Children’s Touchstone with Eagles
James Washington
Bailey Gatzert Elementary School
Stone animal figures and symbols encourage spirit in schoolchildren.
A phoenix, a fawn, a scapegoat, eagles—a series of animals surrounds a central touchstone in this work outside Bailey Gatzert Elementary School. Celebrated artist James Washington, Jr. created Children’s Touchstone with Eagles specifically for the site in Seattle’s Central District, only a few blocks from his own home and studio. In it he depicted creatures from legend and myth as a way to support the spiritual and emotional development of the school’s young students—to inspire in them a hope for the future. The touchstone, he said, is a source of energy for all who touch it.
Washington is particularly well known for his stone sculptures depicting creatures and creation. "I wait until intuition moves me, and then I begin,” he once told Regina Hackett, longtime art critic for the Seattle Post-Intelligencer. “I have to know the animal or individual before I can sculpt him. Not just know his features but feel them. I have to be him. Not until I get to the point where I am the animal can I release the spiritual force into the inanimate material and animate it.”
Children’s Touchstone with Eagles was commissioned as part of the Honors Program, which recognizes visual artists who have made significant contributions to our region through the sustained production of high-quality artwork.
Washington (1911 – 2000), was born in Mississippi, one of six children in a religious Baptist family (his father was a minister) and began painting in his teens.
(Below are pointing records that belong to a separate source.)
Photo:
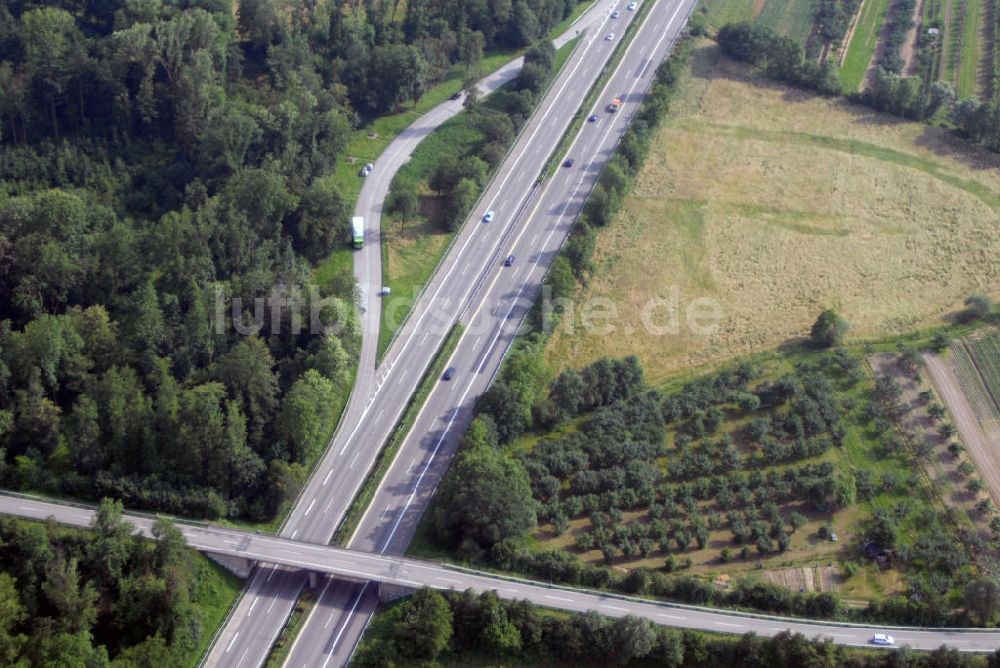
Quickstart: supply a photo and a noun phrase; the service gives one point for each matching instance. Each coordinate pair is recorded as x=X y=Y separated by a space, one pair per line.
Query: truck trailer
x=358 y=229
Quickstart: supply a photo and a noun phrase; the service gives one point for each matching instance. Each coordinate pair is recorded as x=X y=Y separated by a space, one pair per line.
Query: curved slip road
x=491 y=301
x=409 y=573
x=270 y=595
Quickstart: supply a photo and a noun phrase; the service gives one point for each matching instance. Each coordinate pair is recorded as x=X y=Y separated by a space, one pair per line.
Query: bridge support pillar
x=238 y=566
x=388 y=592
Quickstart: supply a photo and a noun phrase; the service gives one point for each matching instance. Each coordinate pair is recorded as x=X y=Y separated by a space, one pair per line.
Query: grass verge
x=374 y=479
x=579 y=118
x=215 y=592
x=863 y=43
x=410 y=257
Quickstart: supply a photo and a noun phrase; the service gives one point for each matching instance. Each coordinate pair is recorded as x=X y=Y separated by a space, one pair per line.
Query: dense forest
x=84 y=598
x=159 y=160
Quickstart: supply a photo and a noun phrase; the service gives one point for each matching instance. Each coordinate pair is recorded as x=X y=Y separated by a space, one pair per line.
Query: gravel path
x=983 y=447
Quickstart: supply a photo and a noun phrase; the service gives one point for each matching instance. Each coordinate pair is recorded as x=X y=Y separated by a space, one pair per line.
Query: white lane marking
x=350 y=614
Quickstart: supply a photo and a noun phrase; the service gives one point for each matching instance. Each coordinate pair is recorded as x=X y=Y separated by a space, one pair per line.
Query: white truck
x=358 y=230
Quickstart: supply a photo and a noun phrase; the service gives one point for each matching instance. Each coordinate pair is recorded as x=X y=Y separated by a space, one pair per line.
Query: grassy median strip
x=374 y=479
x=574 y=127
x=283 y=645
x=410 y=254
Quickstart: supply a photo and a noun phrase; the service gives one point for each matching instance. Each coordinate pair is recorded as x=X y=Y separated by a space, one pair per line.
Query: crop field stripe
x=977 y=363
x=968 y=67
x=954 y=36
x=985 y=355
x=794 y=18
x=721 y=12
x=862 y=48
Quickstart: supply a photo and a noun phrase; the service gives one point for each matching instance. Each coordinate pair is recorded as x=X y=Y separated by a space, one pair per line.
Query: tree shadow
x=951 y=143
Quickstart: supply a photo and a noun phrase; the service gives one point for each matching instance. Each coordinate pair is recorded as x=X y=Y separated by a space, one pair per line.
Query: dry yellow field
x=776 y=204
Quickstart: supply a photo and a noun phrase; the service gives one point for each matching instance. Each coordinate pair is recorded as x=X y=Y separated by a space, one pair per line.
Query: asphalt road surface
x=410 y=573
x=378 y=399
x=491 y=301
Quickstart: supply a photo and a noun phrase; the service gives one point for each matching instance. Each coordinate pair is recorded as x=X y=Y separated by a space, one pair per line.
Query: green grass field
x=859 y=53
x=215 y=591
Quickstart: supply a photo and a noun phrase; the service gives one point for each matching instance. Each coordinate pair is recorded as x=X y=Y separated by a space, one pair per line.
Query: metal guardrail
x=668 y=605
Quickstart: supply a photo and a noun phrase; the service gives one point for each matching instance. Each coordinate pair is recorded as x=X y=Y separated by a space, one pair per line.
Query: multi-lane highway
x=411 y=573
x=378 y=399
x=490 y=300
In 1943 his work with the Civil Service brough him to the Pacific Northwest, where he studied with Mark Tobey and became part of the modern art community known as the Northwest School. Washington began working with volcanic stone as his primary medium in 1956, following a poignant encounter with the material on the streets of Mexico during a 1951 trip to meet Diego Rivera. His art career spanned more than 50 years, throughout which time he also curated art exhibitions at Mount Zion Baptist Church. In 1992, his Central District home and studio were designated cultural landmarks by the City of Seattle. Washington’s artwork has been widely exhibited and is contained in some 600 private and public collections, including the Smithsonian American Art Museum, the Whitney Museum of American Art, SFMOMA, and the Seattle Art Museum.